Department of Medicine, Division of Infectious Diseases, University of Colorado, Aurora, CO, USA.
Ticks Tick Borne Dis. 2025 Aug 1;16(5):102532. doi: 10.1016/j.ttbdis.2025.102532.
Alpha-gal syndrome (AGS) is an allergic reaction caused by sensitization to alpha-gal, a sugar molecule in gelatin-containing vaccines. Tick bites can induce alpha-gal IgE sensitization, as ticks inject alpha-gal through their saliva. However, there is no real-world data on the anaphylaxis rates associated with gelatin-containing vaccines in patients with tick bite history. We utilized TriNetX, a research network database, to analyze data in November 2024. The history of tick bites (i.e., the presence of a tick-bite history) was categorized into three groups: ehrlichiosis, tularemia, and bites from nonvenomous arthropods. Vaccines were classified into two categories: (1) gelatin-containing vaccines (live intranasal influenza [FluMist], varicella, measles/mumps/rubella [MMR], oral typhoid, rabies [RabAvert], and yellow fever vaccines [YF-VAX]) and (2) gelatin-free vaccines. Anaphylactic episodes were identified in patients with a history of tick bites who developed anaphylaxis within one day following vaccination. The anaphylaxis rates after receiving gelatin-containing vaccines were 0.06 %, 0.7 %, and 0.2 % in patients with ehrlichiosis, tularemia, and nonvenomous arthropod bites, respectively. In contrast, the anaphylaxis rates after receiving gelatin-free vaccines were 0.04 %, 0.0 %, and 0.1 % in patients with ehrlichiosis, tularemia, and nonvenomous arthropod bites, respectively. Among the gelatin-containing vaccines, live intranasal influenza and varicella vaccines posed a higher rate of anaphylaxis compared to other gelatin-containing vaccines. While tick bites are associated with AGS, a history of tick bites is not a contraindication for most gelatin-containing vaccines, including MMR, oral typhoid, rabies, and yellow fever vaccines. Further investigations are warranted to evaluate the safety of intranasal influenza and varicella vaccines in this population.

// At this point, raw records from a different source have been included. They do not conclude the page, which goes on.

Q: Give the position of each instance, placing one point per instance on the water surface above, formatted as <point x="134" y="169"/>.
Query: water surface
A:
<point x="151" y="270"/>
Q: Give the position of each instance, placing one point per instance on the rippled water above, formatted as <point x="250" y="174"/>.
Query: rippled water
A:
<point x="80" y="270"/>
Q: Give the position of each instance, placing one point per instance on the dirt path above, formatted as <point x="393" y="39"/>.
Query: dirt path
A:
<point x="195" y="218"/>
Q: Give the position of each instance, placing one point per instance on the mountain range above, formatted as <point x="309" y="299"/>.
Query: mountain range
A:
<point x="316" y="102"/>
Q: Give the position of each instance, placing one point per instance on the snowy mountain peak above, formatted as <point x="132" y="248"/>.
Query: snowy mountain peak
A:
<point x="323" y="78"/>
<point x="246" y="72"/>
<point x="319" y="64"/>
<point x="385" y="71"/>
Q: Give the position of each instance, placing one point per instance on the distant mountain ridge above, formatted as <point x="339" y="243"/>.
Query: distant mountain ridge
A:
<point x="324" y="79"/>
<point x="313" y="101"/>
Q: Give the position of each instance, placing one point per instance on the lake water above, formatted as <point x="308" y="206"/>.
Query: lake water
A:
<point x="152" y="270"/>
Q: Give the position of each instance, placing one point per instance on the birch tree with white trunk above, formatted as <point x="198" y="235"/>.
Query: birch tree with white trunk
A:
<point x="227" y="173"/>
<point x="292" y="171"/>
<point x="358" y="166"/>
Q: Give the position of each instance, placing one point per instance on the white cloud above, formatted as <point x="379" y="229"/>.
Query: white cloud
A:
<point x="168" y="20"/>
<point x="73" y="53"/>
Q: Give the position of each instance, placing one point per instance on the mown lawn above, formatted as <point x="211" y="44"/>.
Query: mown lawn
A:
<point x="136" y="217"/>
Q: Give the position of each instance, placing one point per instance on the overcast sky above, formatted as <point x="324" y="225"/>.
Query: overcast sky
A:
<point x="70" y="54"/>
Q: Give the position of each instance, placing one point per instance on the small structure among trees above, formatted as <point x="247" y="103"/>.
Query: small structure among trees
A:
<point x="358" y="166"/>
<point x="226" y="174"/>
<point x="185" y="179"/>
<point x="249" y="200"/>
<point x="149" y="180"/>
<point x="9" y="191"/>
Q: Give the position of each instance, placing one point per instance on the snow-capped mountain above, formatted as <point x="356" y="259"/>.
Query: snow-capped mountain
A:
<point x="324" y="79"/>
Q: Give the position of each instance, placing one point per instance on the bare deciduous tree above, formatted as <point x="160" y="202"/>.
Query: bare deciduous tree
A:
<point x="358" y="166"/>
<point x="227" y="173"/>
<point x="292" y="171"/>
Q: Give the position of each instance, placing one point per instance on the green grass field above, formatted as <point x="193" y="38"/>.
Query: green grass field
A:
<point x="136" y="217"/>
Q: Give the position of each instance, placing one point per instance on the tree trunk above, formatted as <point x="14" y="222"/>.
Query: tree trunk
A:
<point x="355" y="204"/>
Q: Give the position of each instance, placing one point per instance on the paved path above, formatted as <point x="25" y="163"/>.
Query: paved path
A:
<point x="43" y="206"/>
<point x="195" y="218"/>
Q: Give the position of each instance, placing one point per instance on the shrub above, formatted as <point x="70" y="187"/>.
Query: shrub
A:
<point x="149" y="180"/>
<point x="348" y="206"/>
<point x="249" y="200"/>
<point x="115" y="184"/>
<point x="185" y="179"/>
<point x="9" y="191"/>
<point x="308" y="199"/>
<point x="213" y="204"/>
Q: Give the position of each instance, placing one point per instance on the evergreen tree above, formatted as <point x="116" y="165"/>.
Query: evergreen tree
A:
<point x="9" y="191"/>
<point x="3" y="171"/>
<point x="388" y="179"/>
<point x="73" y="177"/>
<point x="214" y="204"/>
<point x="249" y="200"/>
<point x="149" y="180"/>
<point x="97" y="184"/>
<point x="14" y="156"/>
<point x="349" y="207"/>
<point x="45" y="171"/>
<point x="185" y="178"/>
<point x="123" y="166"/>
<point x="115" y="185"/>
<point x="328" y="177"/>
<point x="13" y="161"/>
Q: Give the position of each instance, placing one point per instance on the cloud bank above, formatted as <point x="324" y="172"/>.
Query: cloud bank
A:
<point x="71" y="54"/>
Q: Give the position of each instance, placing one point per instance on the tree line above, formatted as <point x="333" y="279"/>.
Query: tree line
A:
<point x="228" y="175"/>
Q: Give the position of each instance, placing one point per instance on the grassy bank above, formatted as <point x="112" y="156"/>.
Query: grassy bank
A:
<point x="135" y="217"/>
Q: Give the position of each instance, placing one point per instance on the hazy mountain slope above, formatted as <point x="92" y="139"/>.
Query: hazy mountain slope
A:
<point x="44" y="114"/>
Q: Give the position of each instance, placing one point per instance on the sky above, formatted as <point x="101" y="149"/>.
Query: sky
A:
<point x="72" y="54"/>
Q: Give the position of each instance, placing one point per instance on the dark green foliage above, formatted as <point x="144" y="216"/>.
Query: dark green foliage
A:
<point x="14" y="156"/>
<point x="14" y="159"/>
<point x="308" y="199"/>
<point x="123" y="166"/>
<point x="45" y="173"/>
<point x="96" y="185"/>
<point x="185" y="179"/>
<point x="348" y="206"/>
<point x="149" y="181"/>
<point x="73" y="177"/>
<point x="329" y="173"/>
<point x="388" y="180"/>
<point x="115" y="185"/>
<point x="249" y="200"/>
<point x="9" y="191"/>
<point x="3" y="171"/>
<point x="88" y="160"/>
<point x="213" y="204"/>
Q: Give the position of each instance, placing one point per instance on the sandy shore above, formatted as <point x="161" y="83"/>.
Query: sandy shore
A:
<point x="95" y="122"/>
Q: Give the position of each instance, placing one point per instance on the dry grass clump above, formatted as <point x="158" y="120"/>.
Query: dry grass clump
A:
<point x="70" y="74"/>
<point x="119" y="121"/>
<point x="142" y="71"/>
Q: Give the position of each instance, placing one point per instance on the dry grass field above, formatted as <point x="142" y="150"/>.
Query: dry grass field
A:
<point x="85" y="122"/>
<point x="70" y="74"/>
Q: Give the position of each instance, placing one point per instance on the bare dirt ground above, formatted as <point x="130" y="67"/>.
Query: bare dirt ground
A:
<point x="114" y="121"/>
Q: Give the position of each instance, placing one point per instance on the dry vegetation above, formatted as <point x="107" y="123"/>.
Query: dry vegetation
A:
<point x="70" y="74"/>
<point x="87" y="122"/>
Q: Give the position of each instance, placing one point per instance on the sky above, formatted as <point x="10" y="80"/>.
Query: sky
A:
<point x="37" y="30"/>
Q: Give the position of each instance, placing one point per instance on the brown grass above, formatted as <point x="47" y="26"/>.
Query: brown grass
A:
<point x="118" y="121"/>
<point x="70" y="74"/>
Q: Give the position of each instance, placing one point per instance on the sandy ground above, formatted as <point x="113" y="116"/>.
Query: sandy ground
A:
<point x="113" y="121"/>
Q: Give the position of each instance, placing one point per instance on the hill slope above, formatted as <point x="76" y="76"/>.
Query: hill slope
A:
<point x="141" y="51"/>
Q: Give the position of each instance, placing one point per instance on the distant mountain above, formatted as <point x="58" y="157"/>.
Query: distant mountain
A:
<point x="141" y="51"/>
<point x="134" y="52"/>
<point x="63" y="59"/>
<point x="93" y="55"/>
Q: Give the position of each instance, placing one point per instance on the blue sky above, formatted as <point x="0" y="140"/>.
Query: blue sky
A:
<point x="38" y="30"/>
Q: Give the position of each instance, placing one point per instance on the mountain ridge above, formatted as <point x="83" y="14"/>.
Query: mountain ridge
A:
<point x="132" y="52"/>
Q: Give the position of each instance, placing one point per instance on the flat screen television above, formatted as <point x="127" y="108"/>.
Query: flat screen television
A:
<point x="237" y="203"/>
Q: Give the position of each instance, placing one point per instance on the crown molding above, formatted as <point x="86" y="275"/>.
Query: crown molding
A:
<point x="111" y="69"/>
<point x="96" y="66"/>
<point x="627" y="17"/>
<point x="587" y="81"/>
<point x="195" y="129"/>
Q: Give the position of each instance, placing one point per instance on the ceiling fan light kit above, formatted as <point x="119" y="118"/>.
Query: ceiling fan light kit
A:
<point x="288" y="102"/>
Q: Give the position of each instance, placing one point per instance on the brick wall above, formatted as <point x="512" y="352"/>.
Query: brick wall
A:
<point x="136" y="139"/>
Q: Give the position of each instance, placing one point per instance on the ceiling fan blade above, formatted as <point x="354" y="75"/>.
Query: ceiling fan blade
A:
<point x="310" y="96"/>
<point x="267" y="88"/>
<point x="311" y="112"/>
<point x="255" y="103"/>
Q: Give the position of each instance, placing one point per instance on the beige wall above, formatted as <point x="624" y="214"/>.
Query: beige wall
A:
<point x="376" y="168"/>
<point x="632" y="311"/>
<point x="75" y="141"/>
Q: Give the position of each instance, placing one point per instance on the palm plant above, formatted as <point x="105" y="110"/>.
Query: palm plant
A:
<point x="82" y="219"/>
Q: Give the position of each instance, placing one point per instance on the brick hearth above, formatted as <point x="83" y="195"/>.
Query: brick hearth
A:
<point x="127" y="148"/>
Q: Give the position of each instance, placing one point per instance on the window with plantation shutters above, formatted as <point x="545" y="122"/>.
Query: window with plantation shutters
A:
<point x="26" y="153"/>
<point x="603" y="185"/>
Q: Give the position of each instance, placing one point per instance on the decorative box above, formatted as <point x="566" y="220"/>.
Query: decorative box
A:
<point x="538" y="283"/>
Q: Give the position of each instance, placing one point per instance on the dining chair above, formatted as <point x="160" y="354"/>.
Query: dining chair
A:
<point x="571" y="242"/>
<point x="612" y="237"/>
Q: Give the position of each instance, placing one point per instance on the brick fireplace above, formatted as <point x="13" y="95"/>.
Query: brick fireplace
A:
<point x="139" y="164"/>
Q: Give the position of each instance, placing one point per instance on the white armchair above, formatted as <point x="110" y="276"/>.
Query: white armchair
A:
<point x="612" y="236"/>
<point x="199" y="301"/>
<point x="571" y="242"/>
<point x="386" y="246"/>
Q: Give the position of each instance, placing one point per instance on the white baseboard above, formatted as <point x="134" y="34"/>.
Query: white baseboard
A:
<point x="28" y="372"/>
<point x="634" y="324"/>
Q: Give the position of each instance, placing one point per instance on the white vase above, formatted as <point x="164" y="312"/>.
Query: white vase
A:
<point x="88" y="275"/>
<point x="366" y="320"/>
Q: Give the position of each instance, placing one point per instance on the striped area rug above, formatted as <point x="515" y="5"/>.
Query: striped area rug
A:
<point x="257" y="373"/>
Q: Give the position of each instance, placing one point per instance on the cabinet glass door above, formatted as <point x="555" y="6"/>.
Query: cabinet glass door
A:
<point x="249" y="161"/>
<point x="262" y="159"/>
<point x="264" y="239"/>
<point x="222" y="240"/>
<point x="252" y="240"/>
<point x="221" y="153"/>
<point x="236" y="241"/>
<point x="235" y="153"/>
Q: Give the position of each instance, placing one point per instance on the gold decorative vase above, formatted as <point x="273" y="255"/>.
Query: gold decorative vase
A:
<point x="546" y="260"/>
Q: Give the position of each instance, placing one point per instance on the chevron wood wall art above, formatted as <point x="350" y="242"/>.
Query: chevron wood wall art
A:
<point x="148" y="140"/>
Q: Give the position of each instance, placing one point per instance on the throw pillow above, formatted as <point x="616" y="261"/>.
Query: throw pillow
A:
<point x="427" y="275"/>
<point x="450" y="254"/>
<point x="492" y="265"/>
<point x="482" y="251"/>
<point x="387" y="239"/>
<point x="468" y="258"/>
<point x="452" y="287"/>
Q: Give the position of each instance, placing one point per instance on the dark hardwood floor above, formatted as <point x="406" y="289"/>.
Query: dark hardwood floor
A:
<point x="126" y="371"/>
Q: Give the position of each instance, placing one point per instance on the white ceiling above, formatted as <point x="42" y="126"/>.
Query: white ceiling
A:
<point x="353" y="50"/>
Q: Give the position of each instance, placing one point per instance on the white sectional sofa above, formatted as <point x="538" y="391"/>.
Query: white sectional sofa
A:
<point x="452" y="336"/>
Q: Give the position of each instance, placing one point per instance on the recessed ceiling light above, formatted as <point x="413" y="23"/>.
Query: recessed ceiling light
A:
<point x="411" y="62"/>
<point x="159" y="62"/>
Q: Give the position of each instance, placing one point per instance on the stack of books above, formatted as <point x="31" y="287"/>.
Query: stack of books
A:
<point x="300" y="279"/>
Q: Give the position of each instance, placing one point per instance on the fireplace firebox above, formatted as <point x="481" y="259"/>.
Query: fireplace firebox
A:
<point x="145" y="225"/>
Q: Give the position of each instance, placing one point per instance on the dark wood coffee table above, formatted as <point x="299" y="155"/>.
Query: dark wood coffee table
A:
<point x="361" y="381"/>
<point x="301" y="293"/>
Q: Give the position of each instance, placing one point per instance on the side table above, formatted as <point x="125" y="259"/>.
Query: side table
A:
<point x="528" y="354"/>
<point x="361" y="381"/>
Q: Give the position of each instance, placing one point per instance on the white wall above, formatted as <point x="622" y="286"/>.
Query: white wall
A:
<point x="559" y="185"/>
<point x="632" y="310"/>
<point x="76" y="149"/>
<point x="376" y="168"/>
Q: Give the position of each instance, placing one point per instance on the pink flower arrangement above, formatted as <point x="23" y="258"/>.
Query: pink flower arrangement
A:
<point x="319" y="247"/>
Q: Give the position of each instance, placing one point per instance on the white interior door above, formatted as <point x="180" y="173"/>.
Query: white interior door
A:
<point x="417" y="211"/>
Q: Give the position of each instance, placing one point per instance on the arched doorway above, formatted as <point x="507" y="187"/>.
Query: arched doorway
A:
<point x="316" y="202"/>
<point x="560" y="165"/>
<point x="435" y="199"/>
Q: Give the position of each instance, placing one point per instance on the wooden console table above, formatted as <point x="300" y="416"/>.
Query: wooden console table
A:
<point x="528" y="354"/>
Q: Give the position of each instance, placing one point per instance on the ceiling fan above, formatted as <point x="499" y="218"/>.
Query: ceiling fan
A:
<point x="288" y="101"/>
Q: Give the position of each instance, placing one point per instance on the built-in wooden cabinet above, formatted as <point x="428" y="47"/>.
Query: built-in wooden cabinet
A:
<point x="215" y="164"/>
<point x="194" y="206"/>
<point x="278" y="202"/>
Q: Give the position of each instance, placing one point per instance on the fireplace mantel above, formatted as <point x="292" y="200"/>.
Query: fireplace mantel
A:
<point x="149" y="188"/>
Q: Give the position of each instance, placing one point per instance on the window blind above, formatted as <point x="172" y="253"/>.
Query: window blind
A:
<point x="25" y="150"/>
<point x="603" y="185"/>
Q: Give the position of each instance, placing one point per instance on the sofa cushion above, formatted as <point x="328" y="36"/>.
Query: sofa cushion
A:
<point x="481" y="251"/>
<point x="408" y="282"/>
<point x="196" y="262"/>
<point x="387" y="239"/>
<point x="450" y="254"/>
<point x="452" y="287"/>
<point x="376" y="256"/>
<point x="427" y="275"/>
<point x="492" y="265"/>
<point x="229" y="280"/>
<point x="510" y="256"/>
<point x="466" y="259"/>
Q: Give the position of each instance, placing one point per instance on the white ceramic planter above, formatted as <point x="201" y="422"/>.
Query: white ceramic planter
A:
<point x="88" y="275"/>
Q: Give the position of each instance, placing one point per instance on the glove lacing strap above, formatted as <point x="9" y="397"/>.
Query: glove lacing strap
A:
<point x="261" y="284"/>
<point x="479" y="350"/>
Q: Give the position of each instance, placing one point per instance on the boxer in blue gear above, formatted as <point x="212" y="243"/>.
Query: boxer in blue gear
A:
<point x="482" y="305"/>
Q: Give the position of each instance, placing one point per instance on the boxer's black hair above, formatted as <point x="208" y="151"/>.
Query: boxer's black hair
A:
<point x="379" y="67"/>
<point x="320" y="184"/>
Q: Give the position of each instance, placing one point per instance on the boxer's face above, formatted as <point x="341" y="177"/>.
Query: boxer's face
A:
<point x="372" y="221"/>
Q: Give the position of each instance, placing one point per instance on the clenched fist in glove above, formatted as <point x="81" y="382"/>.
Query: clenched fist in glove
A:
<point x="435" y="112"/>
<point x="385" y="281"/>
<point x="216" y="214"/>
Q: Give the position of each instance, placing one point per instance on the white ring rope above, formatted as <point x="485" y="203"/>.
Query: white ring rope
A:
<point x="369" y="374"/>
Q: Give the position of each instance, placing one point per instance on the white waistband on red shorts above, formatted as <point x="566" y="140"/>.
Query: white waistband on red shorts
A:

α-半乳糖综合征(AGS)是一种由对α-半乳糖致敏引起的过敏反应,α-半乳糖是含明胶疫苗中的一种糖分子。蜱虫叮咬可诱导α-半乳糖IgE致敏,因为蜱虫会通过唾液注入α-半乳糖。然而,对于有蜱虫叮咬史的患者,含明胶疫苗相关的过敏反应发生率尚无实际数据。我们利用TriNetX(一个研究网络数据库)在2024年11月进行数据分析。蜱虫叮咬史(即存在蜱虫叮咬史)分为三组:埃立克体病、兔热病和无毒节肢动物叮咬。疫苗分为两类:(1)含明胶疫苗(鼻内减毒活流感疫苗[FluMist]、水痘疫苗、麻疹/腮腺炎/风疹疫苗[MMR]、口服伤寒疫苗、狂犬病疫苗[RabAvert]和黄热病疫苗[YF-VAX])和(2)不含明胶疫苗。在有蜱虫叮咬史且在接种疫苗后一天内发生过敏反应的患者中识别出过敏发作情况。埃立克体病、兔热病和无毒节肢动物叮咬患者接种含明胶疫苗后的过敏反应发生率分别为0.06%、0.7%和0.2%。相比之下,埃立克体病、兔热病和无毒节肢动物叮咬患者接种不含明胶疫苗后的过敏反应发生率分别为0.04%、0.0%和0.1%。在含明胶疫苗中,鼻内减毒活流感疫苗和水痘疫苗的过敏反应发生率高于其他含明胶疫苗。虽然蜱虫叮咬与AGS有关,但蜱虫叮咬史并非大多数含明胶疫苗(包括MMR、口服伤寒疫苗、狂犬病疫苗和黄热病疫苗)的接种禁忌证。有必要进一步研究评估该人群中鼻内减毒活流感疫苗和水痘疫苗的安全性。